Predicting Tourist Numbers with Deep Learning
This study examines deep learning models for forecasting visitor numbers in tourism.
― 7 min read
Table of Contents
As more people travel and population numbers grow, cultural tourism spots are seeing more visitors. However, the COVID-19 pandemic has changed how these places manage crowds and maintain safety. Social distancing rules and visitor limits have made it crucial for tourist destinations to find ways to keep both urban and natural environments sustainable while preventing long lines and overcrowding.
Tourists’ feelings about health risks and safety can be affected by these distancing measures. To follow the 2030 Agenda for Sustainable Development set by the United Nations, the tourism industry must meet several goals. These include creating sustainable cities, encouraging responsible consumption, and supporting economic growth. Sustainable tourism aims to manage visitor numbers, protect natural sites, cut emissions and waste, promote sustainable energy use, ensure harmony between locals and tourists, and enhance visitor satisfaction for economic benefits.
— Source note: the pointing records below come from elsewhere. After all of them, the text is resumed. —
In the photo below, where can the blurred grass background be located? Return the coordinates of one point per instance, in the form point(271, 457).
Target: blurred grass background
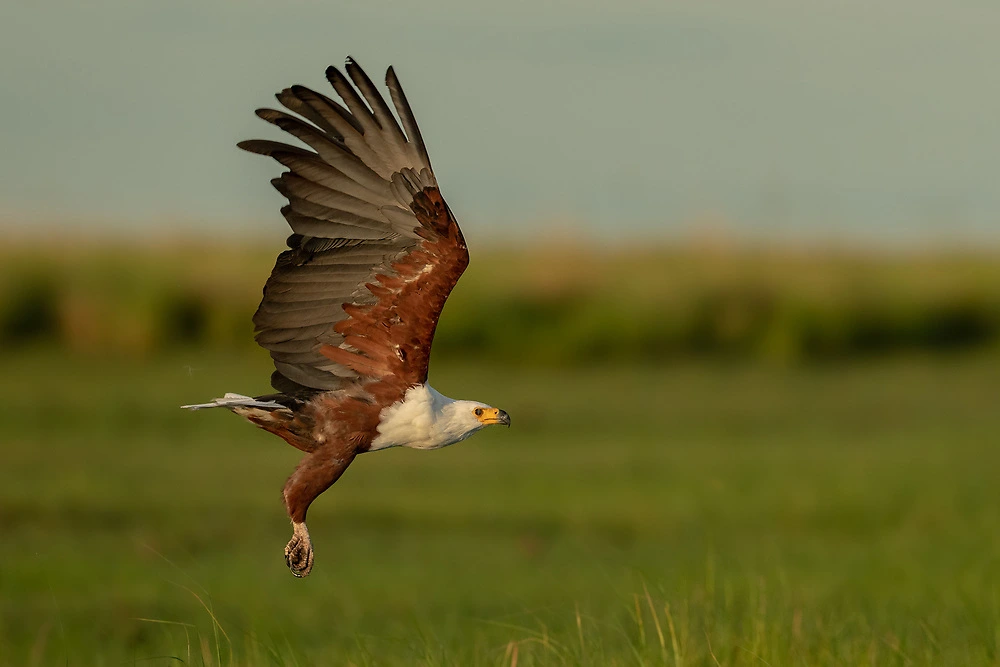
point(720, 455)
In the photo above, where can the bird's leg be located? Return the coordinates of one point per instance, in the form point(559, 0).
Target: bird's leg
point(316, 472)
point(298, 552)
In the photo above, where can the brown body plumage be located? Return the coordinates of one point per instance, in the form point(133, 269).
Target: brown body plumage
point(350, 309)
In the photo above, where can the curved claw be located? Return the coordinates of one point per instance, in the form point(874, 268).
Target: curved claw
point(299, 553)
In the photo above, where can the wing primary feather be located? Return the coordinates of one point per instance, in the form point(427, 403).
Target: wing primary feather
point(291, 101)
point(406, 116)
point(381, 110)
point(357, 106)
point(341, 118)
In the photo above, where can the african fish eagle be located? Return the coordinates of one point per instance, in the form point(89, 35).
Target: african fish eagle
point(349, 311)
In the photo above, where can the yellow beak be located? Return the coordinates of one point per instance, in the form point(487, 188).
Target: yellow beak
point(494, 416)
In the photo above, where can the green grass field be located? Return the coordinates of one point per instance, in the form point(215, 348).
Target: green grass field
point(691, 514)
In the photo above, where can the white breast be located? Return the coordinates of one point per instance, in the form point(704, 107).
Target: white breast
point(422, 420)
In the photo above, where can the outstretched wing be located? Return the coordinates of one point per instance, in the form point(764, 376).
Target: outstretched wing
point(375, 251)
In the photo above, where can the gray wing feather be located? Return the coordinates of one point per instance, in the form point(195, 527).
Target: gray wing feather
point(349, 191)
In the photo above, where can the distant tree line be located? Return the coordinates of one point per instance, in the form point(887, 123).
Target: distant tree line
point(591, 309)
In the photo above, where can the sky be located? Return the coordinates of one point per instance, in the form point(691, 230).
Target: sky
point(623, 120)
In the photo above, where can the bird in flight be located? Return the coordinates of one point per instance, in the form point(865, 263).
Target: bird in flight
point(349, 311)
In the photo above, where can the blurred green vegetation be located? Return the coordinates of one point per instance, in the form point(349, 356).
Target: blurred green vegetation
point(547, 305)
point(707, 509)
point(843, 514)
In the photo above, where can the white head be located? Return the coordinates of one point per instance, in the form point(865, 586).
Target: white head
point(458, 420)
point(426, 419)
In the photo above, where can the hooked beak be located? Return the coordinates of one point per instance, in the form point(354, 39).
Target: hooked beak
point(494, 416)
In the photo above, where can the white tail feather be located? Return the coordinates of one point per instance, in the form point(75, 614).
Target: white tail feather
point(235, 400)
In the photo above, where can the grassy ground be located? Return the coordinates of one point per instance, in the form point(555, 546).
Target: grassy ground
point(684, 515)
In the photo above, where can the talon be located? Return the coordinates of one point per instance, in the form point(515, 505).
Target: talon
point(299, 552)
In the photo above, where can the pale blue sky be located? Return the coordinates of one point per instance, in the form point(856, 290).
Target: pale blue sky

The lack of reliable data in real-life situations is often due to issues with compliance, data collection, and data sharing. While researchers can use nonpersonal data from points of interest (POIs), tourist facilities, and anonymized digital device data, there’s concern over location data gathered by mobile apps. It is essential to think about whether users know what they are sharing when they use these services, even if the data isn't explicitly personal.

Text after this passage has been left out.